Il primo capitolo è il seguente, e tratta del COME si sono conosciuti Reimer e Leannel. Sono consapevole del fatto che il vecchio Rei abbia riscosso un sacco di apprezzamenti. Questo è comprensibile, perché Reimer è triste, è bello, ed è molto fascinoso.
Rendetevi conto che la storia di Reimer, ancora antecedente a questa è semplicemente di mia invenzione. Non ho alcuna intenzione di definirla. Altra cosa da notare è il fatto che il Signore di Reimer non ha un nome. A dire il vero non volevo dare un tempo definito a questa storia. E anche poi non conosco tutta la storia dei Re Numenoreani dopo la caduta di Numenor.
Leannel è sempre depressa. Sempre e comunque. A dire il vero mi sembra che la sua fiducia sia troppo veloce e mostrarsi nei confronti di Reimer. Ma mi piace pensare che lui sia una persona differente dalle altre e che anche per Leannel sia la stessa cosa.
Voglio mettere in chiaro, anche se mi sembra di averlo detto nel racconto, che tra Lea e Rei non c’è nessuna forma di affetto che somigli all’amore. Non nel senso di innamorati almeno. Il loro rapporto è platonico e fraterno. Volevo renderlo simile a quello che è il mio rapporto con un mio grandissimo amico. Ricordate che ancora Lea non sa nulla dell’amore. E poi nutre una certa forma di rispetto. Comunque sarà meglio che lo capiate da soli.
Le altre arriveranno. Comunque grazie per lo starmi leggendo. Grazie.

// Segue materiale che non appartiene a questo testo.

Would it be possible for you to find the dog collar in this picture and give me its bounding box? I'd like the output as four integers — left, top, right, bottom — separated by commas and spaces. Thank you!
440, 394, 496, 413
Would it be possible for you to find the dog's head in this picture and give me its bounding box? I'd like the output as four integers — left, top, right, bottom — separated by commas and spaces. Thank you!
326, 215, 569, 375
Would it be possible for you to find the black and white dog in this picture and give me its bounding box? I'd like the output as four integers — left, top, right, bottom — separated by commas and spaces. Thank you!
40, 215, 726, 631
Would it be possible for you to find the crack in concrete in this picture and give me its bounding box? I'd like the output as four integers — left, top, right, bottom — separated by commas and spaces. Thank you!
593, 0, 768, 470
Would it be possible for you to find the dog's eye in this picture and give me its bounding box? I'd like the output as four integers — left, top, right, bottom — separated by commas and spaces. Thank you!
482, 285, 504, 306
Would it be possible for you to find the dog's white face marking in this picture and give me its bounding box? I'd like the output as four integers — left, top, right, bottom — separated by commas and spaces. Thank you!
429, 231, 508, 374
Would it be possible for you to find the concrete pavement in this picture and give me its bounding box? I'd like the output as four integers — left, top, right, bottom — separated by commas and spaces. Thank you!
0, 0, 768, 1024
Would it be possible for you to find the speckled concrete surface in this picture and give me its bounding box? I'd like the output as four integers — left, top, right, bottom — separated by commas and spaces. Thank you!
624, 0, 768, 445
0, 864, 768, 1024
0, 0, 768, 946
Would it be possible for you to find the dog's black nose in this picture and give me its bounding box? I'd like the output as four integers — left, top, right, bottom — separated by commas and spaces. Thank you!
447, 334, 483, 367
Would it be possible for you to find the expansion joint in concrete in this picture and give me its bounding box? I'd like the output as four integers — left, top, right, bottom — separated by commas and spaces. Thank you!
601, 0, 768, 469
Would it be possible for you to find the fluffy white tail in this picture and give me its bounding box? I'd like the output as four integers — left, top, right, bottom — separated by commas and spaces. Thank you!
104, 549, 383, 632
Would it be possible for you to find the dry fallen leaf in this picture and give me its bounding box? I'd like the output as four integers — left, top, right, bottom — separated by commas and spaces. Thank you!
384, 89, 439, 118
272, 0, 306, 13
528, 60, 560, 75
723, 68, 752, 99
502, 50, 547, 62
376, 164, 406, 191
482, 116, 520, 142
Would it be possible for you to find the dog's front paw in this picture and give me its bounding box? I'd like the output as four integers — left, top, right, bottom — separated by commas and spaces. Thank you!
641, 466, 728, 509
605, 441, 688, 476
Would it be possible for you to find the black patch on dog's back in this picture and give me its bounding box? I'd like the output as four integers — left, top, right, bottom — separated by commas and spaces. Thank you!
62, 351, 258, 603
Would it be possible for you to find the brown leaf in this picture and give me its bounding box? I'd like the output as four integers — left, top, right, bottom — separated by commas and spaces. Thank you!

Spero che vi piaccia anche questa.
A tutti quelli che hanno un incredibile bisogno di amicizia
A tutti quelli che la conservano gelosamente
With love
Zoozy or Leannel
La ballata di Reimer il Maledetto
Il giovane cavaliere dall’aria femminea cavalcava silenzioso nella notte. Solo. Non aveva mai amato la compagnia, quel cavaliere. Era a Nord. Se non fosse stato un elfo forse avrebbe avuto freddo. Ma era un elfo. E di conseguenza non ne aveva. Le vesti da uomo non erano mai state così ricche. Il cavaliere non amava le cose sfarzose. Ma aveva da poco ricevuto una carica di soldato da suo padre, e per ancora un po’ di tempo avrebbe dovuto farsi vedere in giro ben vestito. Ma lassù, in quelle lande all’apparenza desolate, quale elfo avrebbe mai potuto vederlo? Non se ne curava comunque. Probabilmente non avrebbe parlato con nessuno per tutta la durata del suo viaggio. Il cavaliere non era uno che amasse in particolar modo la gente. La gente in generale. Fosse la gente uomini, elfi o nani. O di qualunque altra specie. Era davvero poca la gente che il cavaliere amasse. Suo fratello. La ragazza di suo fratello. E forse il suo unico mentore. E poi c’era un’altra cosa. C’erano loro. Le anime instabili. C’erano i cavalli. Ma il cavaliere non aveva mai amato nessuno con la sua anima. Non ne aveva mai avuto il modo. Ed il suo cuore era già troppo arido. A quel tempo il cavaliere era ancora molto solo. Non aveva un uomo da amare. Un uomo. già, perché il cavaliere non era un elfo come gli altri. Il cavaliere era un’elfo. Un’Elfa.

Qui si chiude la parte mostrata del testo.